In American jurisprudence, under the rules for hearsay, admission of an unsupported affidavit as evidence is unusual (especially if the affiant is not available for cross-examination) with regard to material facts which may be dispositive of the matter at bar. Affidavits from persons who are dead or otherwise incapacitated, or who cannot be located or made to appear, may be accepted by the court, but usually only in the presence of corroborating evidence. An affidavit which reflected a better grasp of the facts close in time to the actual events may be used to refresh a witness's recollection. Materials used to refresh recollection are admissible as evidence. If the affiant is a party in the case, the affiant's opponent may be successful in having the affidavit admitted as evidence, as statements by a party-opponent are admissible through an exception to the hearsay rule.
Affidavits are typically included in the response to interrogatories. Requests for admissions under Federal Rule of Civil Procedure 36, however, are not required to be sworn.
When a person signs an affidavit, that person is eligible to take the stand at a trial or evidentiary hearing.
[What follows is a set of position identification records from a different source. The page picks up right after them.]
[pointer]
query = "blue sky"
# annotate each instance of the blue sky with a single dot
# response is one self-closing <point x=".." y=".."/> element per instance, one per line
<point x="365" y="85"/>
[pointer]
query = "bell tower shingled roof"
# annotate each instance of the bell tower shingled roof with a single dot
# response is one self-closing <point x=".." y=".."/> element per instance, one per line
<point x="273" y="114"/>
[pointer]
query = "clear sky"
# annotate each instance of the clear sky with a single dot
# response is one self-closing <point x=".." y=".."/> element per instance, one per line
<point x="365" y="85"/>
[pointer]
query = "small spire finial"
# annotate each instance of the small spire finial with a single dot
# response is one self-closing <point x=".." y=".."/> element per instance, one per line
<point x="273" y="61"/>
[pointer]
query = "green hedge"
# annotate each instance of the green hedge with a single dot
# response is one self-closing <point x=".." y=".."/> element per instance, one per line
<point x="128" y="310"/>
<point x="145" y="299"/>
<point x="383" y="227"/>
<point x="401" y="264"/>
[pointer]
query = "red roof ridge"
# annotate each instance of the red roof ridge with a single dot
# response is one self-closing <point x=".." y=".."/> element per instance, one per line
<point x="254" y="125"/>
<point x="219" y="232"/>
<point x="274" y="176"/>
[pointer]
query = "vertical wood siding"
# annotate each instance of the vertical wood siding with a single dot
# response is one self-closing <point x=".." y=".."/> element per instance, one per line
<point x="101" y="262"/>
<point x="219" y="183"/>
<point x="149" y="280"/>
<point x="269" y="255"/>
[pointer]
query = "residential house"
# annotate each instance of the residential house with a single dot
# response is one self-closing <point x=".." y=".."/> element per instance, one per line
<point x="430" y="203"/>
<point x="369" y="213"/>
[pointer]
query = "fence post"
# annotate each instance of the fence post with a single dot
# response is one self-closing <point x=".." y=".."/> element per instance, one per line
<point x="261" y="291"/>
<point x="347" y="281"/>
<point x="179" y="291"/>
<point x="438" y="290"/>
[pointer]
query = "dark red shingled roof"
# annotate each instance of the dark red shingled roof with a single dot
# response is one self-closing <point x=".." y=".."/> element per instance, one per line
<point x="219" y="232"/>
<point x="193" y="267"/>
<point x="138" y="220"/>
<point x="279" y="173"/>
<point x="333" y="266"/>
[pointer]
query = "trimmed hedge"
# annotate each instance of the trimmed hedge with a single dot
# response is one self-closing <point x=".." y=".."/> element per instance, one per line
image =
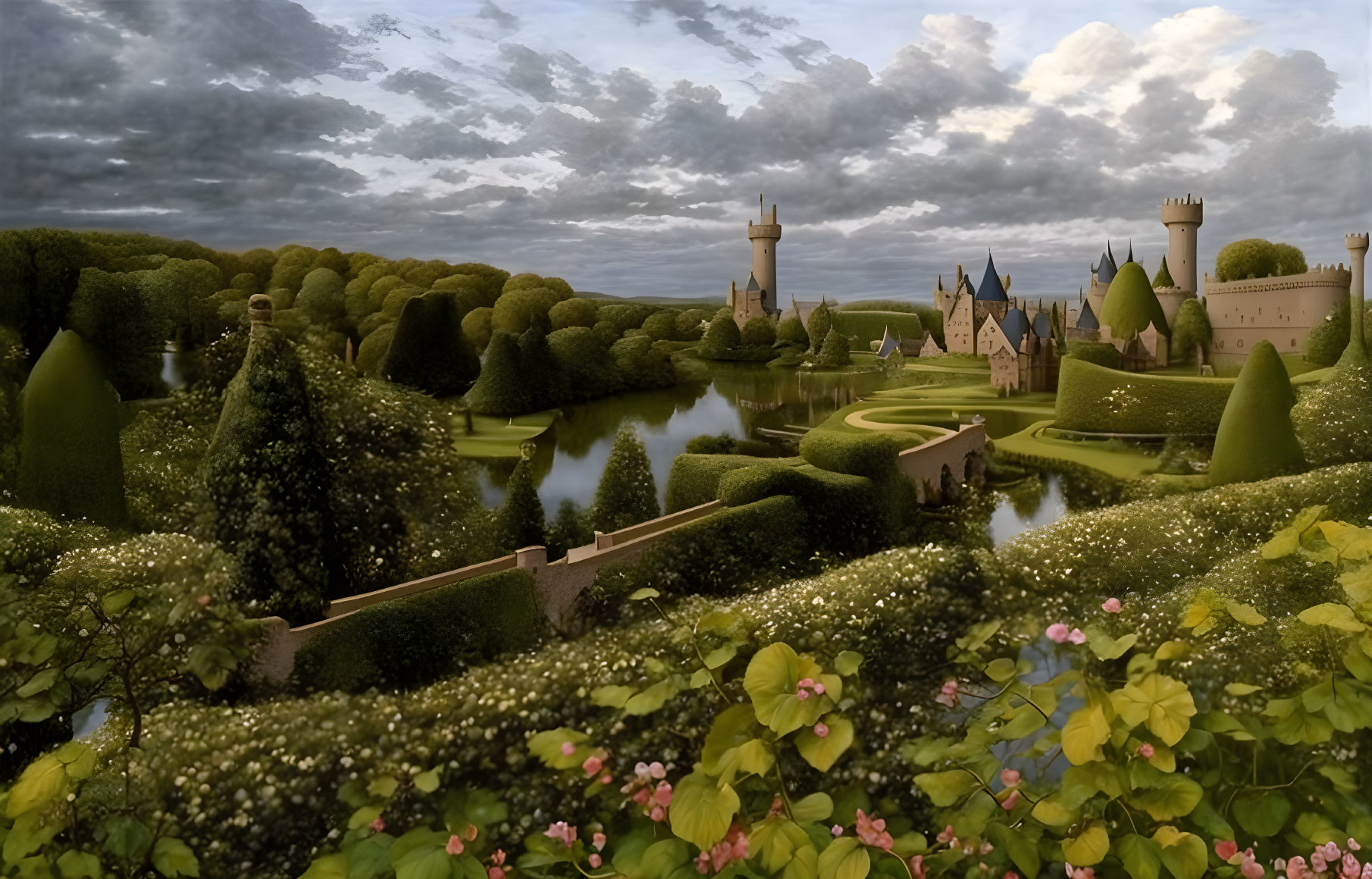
<point x="694" y="477"/>
<point x="844" y="511"/>
<point x="860" y="454"/>
<point x="421" y="638"/>
<point x="1094" y="398"/>
<point x="713" y="555"/>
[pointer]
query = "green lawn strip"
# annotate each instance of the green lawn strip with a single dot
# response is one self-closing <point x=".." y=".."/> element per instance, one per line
<point x="500" y="438"/>
<point x="1097" y="454"/>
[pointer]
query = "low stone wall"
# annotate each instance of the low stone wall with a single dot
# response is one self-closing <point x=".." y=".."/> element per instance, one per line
<point x="963" y="453"/>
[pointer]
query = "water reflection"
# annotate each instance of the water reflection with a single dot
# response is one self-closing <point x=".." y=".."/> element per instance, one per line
<point x="744" y="401"/>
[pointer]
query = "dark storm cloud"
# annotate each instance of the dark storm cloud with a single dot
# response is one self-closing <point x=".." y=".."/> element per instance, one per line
<point x="628" y="187"/>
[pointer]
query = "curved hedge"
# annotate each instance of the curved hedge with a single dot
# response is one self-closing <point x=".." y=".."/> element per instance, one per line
<point x="421" y="638"/>
<point x="1099" y="399"/>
One party may wish to summon the affiant to verify the contents of the affidavit, while the other party may want to cross-examine the affiant about the affidavit.
Some types of motions will not be accepted by the court unless accompanied by an independent sworn statement or other evidence in support of the need for the motion. In such a case, a court will accept an affidavit from the filing attorney in support of the motion, as certain assumptions are made, to wit: The affidavit in place of sworn testimony promotes judicial economy. The lawyer is an officer of the court and knows that a false swearing by them, if found out, could be grounds for severe penalty up to and including disbarment. The lawyer if called upon would be able to present independent and more detailed evidence to prove the facts set forth in his affidavit.
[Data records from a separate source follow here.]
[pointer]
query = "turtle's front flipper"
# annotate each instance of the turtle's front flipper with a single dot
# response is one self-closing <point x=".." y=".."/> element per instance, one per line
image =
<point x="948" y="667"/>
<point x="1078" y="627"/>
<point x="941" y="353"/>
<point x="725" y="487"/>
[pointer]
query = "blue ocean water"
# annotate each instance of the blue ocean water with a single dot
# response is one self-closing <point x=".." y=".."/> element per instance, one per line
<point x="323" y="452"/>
Affidavits should not be confused with unsworn declarations under penalty of perjury. In federal courts and about 20 states as of 2006, unsworn declarations under penalty of perjury are authorized by statute as acceptable in lieu of affidavits. The key differences are that an unsworn declaration does not bear the jurat of a notary public and the declarant is not required to swear an oath or affirmation. Rather, the signature of the declarant under a carefully worded phrase binding them to the truth of their statements "under penalty of perjury" is deemed as a matter of law to be sufficiently solemn to remind the declarant of their duty to tell the truth, the whole truth, and nothing but the truth. The point of such affidavit substitution statutes is that unsworn declarations can be prepared and executed far more quickly and economically than affidavits, in that the witness need not meet personally with a notary public for the notarization process.
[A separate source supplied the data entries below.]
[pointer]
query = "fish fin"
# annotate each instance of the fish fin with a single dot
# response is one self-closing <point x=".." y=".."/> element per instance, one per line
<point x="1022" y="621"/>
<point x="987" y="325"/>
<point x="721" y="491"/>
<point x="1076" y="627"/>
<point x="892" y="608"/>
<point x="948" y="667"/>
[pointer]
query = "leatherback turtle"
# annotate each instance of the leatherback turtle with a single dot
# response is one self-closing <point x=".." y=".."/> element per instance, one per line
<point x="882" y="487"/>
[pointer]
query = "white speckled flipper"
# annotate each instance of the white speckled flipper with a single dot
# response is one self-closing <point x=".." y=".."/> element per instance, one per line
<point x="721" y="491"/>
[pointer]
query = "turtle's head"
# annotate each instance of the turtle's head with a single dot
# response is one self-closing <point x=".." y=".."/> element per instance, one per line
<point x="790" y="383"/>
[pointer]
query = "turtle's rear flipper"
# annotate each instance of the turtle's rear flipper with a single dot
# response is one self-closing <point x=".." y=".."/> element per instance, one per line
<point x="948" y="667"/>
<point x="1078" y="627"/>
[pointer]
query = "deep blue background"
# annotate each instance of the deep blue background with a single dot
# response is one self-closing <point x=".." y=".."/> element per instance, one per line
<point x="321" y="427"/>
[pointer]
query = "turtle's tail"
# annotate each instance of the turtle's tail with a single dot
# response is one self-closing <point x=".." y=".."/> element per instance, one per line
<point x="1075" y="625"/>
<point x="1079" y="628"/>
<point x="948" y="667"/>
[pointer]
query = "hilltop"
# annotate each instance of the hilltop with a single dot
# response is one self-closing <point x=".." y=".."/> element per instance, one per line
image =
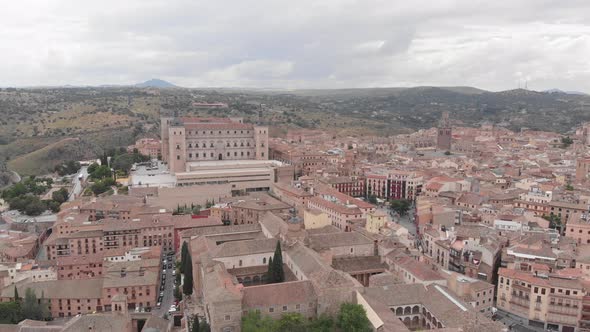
<point x="105" y="117"/>
<point x="155" y="83"/>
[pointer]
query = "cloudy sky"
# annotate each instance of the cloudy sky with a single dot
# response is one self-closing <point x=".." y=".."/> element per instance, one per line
<point x="297" y="44"/>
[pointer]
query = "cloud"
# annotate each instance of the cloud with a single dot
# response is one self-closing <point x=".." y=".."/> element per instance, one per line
<point x="302" y="44"/>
The acceptance of an affidavit by one society does not confirm its acceptance as a legal document in other jurisdictions. Equally, the acceptance that a lawyer is an officer of the court (for swearing the affidavit) is not a given. This matter is addressed by the use of the apostille, a means of certifying the legalization of a document for international use under the terms of the 1961 Hague Convention Abolishing the Requirement of Legalization for Foreign Public Documents. Documents which have been notarized by a notary public, and certain other documents, and then certified with a conformant apostille, are accepted for legal use in all the nations that have signed the Hague Convention. Thus most affidavits now require to be apostilled if used for cross border issues.